Predecessors according to CFG: BB#1 BB#2
    %vreg3<def> = COPY %vreg12<kill>; GR32:%vreg3,%vreg12
    %vreg2<def> = COPY %vreg11<kill>; GR32:%vreg2,%vreg11
    %vreg7<def,tied1> = SHR32ri %vreg3<tied0>, 31, %EFLAGS<imp-def,dead>; GR32:%vreg7,%vreg3
    %vreg8<def,tied1> = ADD32rr %vreg3<tied0>, %vreg7<kill>, %EFLAGS<imp-def,dead>; GR32:%vreg8,%vreg3,%vreg7
    %vreg9<def,tied1> = SAR32r1 %vreg8<kill,tied0>, %EFLAGS<imp-def,dead>; GR32:%vreg9,%vreg8
    %vreg4<def,tied1> = ADD32rr %vreg9<kill,tied0>, %vreg2<kill>, %EFLAGS<imp-def,dead>; GR32:%vreg4,%vreg9,%vreg2
    %vreg5<def,tied1> = INC64_32r %vreg3<kill,tied0>, %EFLAGS<imp-def,dead>; GR32:%vreg5,%vreg3
    CMP32rr %vreg5, %vreg0, %EFLAGS<imp-def>; GR32:%vreg5,%vreg0
    %vreg11<def> = COPY %vreg4; GR32:%vreg11,%vreg4
    %vreg12<def> = COPY %vreg5<kill>; GR32:%vreg12,%vreg5
    JL_4 <BB#2>, %EFLAGS<imp-use,kill>

Now TwoAddressInstructionPass will choose vreg9 to be tied with vreg4. However, it doesn't see that there is copy from vreg4 to vreg11 and another copy from vreg11 to vreg2 inside the loop body. To remove those copies, it is necessary to choose vreg2 to be tied with vreg4 instead of vreg9. This code pattern commonly appears when there is reduction operation in a loop.

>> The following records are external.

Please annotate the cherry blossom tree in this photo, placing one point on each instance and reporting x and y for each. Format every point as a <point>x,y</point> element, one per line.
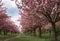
<point>47,8</point>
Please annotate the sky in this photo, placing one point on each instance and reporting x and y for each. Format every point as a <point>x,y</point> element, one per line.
<point>12,10</point>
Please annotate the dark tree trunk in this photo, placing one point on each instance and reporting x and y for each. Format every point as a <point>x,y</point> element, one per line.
<point>40,32</point>
<point>54,32</point>
<point>5,32</point>
<point>0,31</point>
<point>34,32</point>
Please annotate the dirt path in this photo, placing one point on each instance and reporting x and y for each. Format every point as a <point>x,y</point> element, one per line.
<point>11,38</point>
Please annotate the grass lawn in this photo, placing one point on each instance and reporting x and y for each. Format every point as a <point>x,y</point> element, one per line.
<point>23,37</point>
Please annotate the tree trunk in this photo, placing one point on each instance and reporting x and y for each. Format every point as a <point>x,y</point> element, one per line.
<point>34,32</point>
<point>40,32</point>
<point>54,32</point>
<point>5,32</point>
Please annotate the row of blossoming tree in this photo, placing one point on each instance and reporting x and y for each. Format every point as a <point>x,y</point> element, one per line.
<point>6,24</point>
<point>39,13</point>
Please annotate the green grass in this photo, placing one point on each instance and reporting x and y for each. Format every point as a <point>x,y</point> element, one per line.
<point>26,37</point>
<point>23,37</point>
<point>3,37</point>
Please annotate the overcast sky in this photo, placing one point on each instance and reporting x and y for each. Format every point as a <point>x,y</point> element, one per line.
<point>12,10</point>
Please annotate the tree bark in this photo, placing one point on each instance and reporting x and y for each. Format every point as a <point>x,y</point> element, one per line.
<point>54,32</point>
<point>40,32</point>
<point>34,32</point>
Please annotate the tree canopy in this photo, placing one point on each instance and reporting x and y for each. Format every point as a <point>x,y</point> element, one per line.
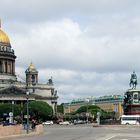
<point>40,110</point>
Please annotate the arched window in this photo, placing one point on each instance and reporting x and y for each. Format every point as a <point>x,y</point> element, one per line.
<point>0,67</point>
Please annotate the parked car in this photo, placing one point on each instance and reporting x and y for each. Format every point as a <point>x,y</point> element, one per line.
<point>64,123</point>
<point>48,123</point>
<point>79,122</point>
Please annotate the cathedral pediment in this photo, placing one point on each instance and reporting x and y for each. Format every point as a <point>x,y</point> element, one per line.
<point>12,91</point>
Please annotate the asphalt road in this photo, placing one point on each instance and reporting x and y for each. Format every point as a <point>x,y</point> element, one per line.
<point>87,132</point>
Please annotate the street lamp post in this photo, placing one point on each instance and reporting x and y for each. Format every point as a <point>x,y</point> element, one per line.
<point>27,97</point>
<point>87,114</point>
<point>13,110</point>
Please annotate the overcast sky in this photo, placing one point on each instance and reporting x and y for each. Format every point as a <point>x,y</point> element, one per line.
<point>89,47</point>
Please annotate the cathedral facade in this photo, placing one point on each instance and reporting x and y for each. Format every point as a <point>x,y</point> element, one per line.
<point>14,91</point>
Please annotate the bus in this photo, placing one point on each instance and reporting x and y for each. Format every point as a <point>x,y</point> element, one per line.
<point>130,119</point>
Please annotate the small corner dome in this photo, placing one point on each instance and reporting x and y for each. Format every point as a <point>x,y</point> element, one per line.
<point>4,39</point>
<point>31,68</point>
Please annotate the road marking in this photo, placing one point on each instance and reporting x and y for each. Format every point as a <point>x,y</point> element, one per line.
<point>110,137</point>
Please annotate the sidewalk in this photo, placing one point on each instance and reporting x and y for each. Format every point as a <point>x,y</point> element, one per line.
<point>23,134</point>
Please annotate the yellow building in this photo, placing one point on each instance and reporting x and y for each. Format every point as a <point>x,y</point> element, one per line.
<point>112,103</point>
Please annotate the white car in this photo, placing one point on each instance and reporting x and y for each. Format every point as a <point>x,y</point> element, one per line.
<point>64,123</point>
<point>48,123</point>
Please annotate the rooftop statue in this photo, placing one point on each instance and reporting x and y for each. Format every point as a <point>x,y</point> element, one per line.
<point>133,80</point>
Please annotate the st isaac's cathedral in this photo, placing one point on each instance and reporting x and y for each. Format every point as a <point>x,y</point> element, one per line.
<point>14,91</point>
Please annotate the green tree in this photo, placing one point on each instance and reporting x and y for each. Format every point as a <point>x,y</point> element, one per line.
<point>7,107</point>
<point>60,108</point>
<point>39,110</point>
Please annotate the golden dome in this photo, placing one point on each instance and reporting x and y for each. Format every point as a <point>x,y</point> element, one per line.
<point>4,38</point>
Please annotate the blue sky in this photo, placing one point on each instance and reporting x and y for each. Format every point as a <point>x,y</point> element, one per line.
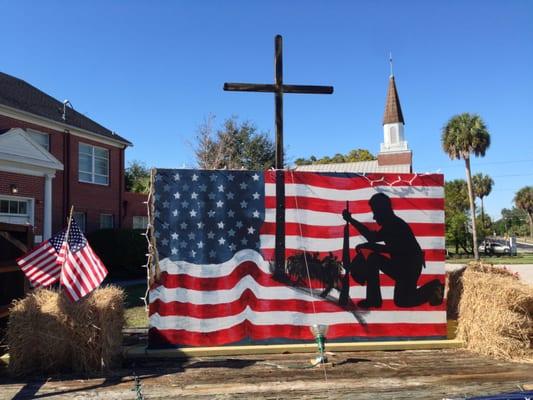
<point>153,71</point>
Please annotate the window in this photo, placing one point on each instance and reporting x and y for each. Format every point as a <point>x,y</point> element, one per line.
<point>80,219</point>
<point>14,207</point>
<point>106,221</point>
<point>394,135</point>
<point>41,138</point>
<point>93,164</point>
<point>140,221</point>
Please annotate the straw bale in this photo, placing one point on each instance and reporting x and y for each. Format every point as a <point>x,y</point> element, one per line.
<point>496,313</point>
<point>48,333</point>
<point>454,289</point>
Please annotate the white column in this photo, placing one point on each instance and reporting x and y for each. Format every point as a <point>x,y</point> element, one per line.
<point>47,223</point>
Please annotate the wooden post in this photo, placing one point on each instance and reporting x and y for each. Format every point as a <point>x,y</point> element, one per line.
<point>278,88</point>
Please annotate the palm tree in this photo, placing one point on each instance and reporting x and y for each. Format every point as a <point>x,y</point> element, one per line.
<point>524,199</point>
<point>463,135</point>
<point>482,188</point>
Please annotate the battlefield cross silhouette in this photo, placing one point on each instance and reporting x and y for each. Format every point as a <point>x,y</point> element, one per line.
<point>278,88</point>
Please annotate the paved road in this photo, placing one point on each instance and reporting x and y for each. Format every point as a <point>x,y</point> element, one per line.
<point>523,247</point>
<point>525,271</point>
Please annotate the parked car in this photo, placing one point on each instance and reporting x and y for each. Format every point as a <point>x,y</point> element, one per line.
<point>488,247</point>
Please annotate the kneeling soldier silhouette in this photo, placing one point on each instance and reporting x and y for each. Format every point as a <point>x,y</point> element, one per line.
<point>399,257</point>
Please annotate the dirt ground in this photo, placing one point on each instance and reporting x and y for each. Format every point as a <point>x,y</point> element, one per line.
<point>416,374</point>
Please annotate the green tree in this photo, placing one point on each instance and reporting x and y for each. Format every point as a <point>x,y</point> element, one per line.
<point>137,177</point>
<point>482,188</point>
<point>455,209</point>
<point>512,222</point>
<point>352,156</point>
<point>524,200</point>
<point>233,146</point>
<point>463,135</point>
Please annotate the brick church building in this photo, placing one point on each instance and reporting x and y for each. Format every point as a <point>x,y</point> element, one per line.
<point>52,157</point>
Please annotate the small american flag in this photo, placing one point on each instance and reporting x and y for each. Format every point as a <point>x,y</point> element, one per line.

The patch fixed the problem and improved O2 performance of google internal benchmarks by 0.74% on average (The biggest improvement for a benchmark is 5%)

Wei.

Diff Detail

Repository
rL LLVM

Event Timeline

wmi updated this revision to Diff 20453.Feb 20 2015, 10:18 PM
wmi retitled this revision from to Remove redundent register mov by improving TwoAddressInstructionPass .
wmi updated this object.
wmi edited the test plan for this revision. (Show Details)
wmi added reviewers: chandlerc, bob.wilson.
wmi set the repository for this revision to rL LLVM.
wmi added a subscriber: Unknown Object (MLST).

Hi Wei,

Inlined a couple of comments.
The main problem is that I believe my miss the general case here.

Thanks,
-Quentin

lib/CodeGen/TwoAddressInstructionPass.cpp
318

Use the API of MachineRegisterInfo to achieve this.
E.g, MRI has getUniqueVRegDef and use_nodgb_instructions.

629

Have you experiment with several users?
I.e., this code wouldn’t catch this:

// %reg101 = MOV %reg100
// %reg102 = ...
// %reg103 = ADD %reg102, %reg101
// %reg104 = <something> %reg103
// %reg100 = MOV %reg103

Whereas this is fundamentally the same problem.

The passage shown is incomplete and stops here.